それに、私が作問するにしても難易度の調整はどなたかにお願いしなければならないのです。アウロラ様やノア様だとレベルが高すぎるものできそうですし、ジャクソン様は極端に甘すぎる結果になりそうです。
その点、グレイやマシュー様なら問題の意図を理解しつつ丁度良い感じで収めてくださいそうな気がします。

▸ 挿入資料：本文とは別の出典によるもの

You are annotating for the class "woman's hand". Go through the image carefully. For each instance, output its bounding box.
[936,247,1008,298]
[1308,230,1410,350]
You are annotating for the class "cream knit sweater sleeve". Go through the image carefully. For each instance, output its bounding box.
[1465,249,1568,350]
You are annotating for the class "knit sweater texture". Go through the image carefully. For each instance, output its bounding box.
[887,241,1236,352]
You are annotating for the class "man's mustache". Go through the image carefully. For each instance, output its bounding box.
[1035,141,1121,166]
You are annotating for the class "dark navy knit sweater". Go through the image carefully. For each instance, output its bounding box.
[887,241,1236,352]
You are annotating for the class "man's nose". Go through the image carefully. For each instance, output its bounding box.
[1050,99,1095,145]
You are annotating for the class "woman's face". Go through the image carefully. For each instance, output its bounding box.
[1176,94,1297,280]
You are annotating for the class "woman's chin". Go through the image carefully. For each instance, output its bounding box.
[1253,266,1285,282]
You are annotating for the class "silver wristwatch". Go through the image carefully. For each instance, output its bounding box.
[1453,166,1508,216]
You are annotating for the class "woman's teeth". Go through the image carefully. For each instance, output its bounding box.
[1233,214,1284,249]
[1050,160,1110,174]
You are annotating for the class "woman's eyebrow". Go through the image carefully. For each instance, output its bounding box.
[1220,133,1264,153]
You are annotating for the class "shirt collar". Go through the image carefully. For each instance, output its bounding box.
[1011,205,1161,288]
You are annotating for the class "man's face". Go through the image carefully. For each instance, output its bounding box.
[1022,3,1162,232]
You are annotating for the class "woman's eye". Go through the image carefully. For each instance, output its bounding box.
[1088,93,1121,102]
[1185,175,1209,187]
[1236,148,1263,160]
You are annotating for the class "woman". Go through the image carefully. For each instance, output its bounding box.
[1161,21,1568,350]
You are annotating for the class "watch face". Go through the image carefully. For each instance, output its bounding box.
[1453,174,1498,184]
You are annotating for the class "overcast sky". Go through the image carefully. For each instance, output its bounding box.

「私も問題を確認したいので後ほど見せていただけますか?やっぱり、仲間外れは寂しいですし」
「もちろんですわ!テストの説明はアウロラ様が行った方が良いと思いますもの」
「では、優秀な方が入ってくださるように頑張りましょう」
アウロラ様はそう仰ると私の隣に腰掛けて日程についてお話をされました。予定が詰まり始める後半よりも前半である程度は終わらせたいとのこと。
私はそのお話を聞きつつ、どの系統の問題を出すべきかの検討を始めました。